'Düşmanın' hedefinde öğrenciler var

  • Arşiv
  • |
  • Siyasal Gündem
  • |
  • Zindanlar
  • |
  • Devlet terörü
  • |
  • 27 Haziran 2012
  • 12:53

(27.06.12) -Tutuklu Öğrencilerle Dayanışma İnisiyatifi Cezayir restaurantta yaptığı basın toplantısıyla tutuklu öğrenciler üzerine hazırladıkları raporu sundu.

Galatasaray Üniversitesi öğretim üyesi Mehmet Karlı tarafından sunulan raporda tutuklamalarda "düşman ceza hukuku" ideolojisiyle hareket edildikçe tutuklu öğrenciler sorununun değişmeyeceği söylendi. Raporda tutuklu öğrenci rakamının avukatlar ve gönderilen mektuplarla belirlendiği ifade edilerek 771 tutuklu öğrenci olduğu aktarıldı. Bu sayının eğitim durumları tam bilgilerine ulaşılamadığı için çok az sayıda lise ve dershane öğrencisinin, geri kalanının ise üniversite öğrencisi olduğu belirtildi.

Rapor, tutuklu öğrencilerin yargılandığı iddianamelerden örnekler, hüküm verilen davalar, kaldıkları cezaevilerinde yaşanan hak ihlalleri, tutukluluklarının eğitim hakkında yarattığı ihlaller, sonuç ve çözüm önerilerinden oluşturuldu. Raporu hazırlayanlardan Ahmet Saymadi, Adalet Bakanlığı tarafından ifade edilen 209 tutuklu öğrenci sayısının bu raporla birlikte çürütüldüğünü söyledi.

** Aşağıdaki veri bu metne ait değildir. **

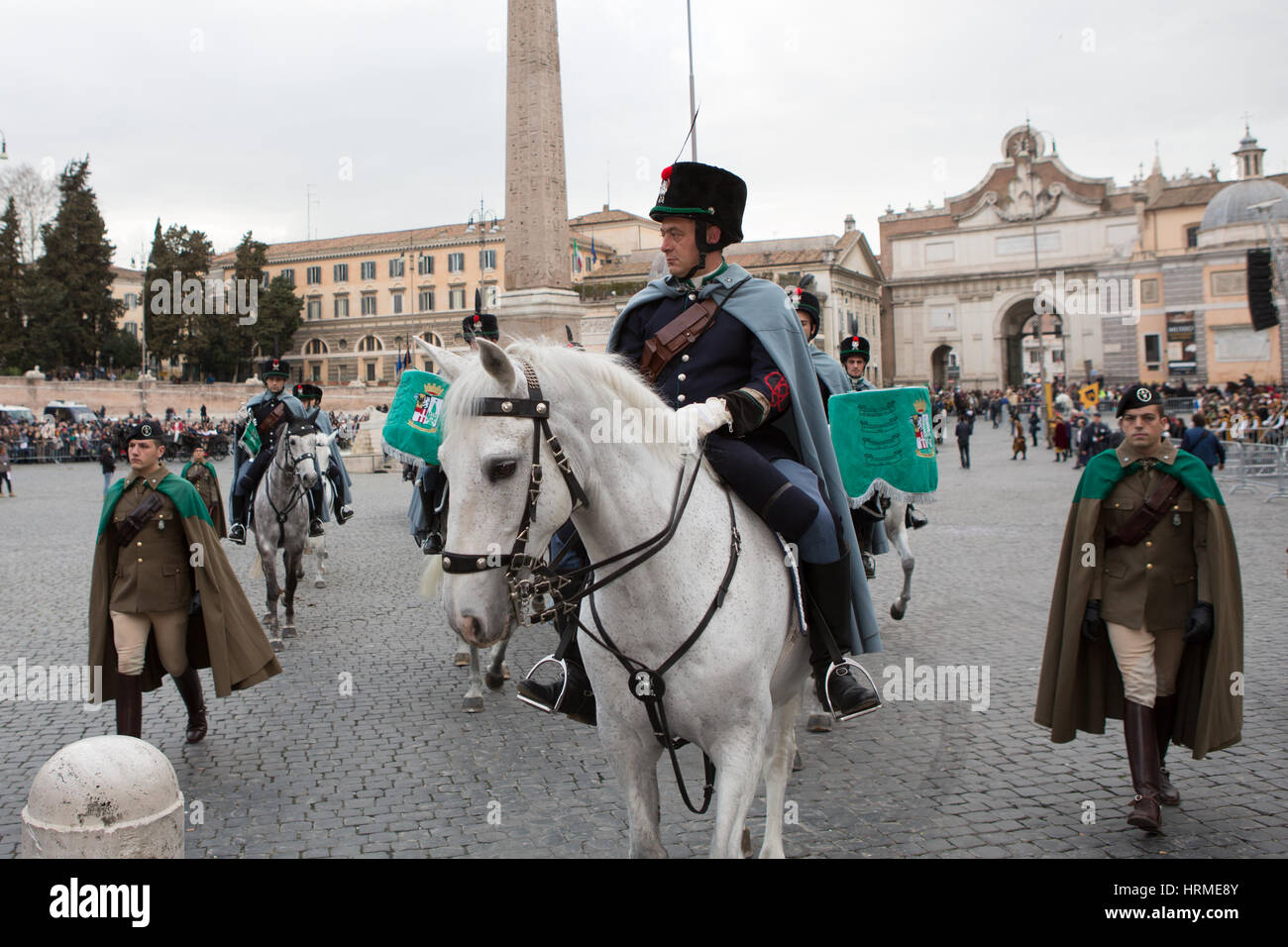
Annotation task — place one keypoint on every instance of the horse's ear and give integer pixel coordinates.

Galatasaray Üniversitesi öğretim üyesi Mehmet Karlı, Terörle Mücadele Kanunu (TMK), Türk Ceza Kanunu (TCK) ve Özel Yetkili Mahkemeler (ÖYM) üzerinde durdu.

“771 öğrencinin çoğunluğu örgüt üyesi olmamakla birlikte örgüt adına faaliyet yürütmekten tutuklu. Hiçbiri şiddete bulaşmamış. Bunun içinde Kürtçe eğitim, parasız eğitim gibi demokratik haklar var. 2008'de Yargıtay'ın verdiği emsal kararla, bir örgütün çağrıcılığını yaptığı eyleme katılmak; o örgütle hiçbir alakanız olmasa da suç unsuru oldu.” denen açıklamadaçözüm içinse şunlar söylendi: “Çözüm için ilk adım olarak TMK ve ÖYM'ler kaldırılmalı, TCK'da insan haklarını öne alan düzenleme yapılmalı. Ancak esas olarak düşman ceza hukuku ideolojisi değişmeli.”

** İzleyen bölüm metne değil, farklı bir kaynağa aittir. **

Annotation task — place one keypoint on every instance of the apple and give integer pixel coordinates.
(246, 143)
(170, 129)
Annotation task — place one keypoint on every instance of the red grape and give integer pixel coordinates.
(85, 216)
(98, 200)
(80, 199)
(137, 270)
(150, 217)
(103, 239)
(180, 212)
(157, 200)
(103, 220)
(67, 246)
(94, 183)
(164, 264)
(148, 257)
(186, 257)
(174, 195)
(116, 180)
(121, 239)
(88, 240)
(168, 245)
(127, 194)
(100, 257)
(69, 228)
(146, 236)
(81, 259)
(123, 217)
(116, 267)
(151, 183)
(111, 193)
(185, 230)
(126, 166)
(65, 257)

TODİ'den Deniz Gedik, öğrencileri terör kapsamında yargılamanın toplum üzerindeki etkisilye “törör örgütü üyesiymiş” algısı yarattığını söyledi.

“Tutuklu öğrencilerin davalarını izlemek, basın açıklaması yapmak dahi örgüt üyeliğine bir neden. Bununla dayanışma da ortadan kaldırılmak isteniyor” diyen Gedik, iddianamelerin yetersiz delillere dayandığını ifade ederken bir örnek olarak Kürt öğrencilerin nüfus cüzdanlarının bile delil olarak yer aldığını aktardı.

Seçil Doğuç, acilen tedavi görmesi gereken hasta tutuklu öğrenciler olduğunu belirterek cezaevlerindeki hak ihlallerine değindi.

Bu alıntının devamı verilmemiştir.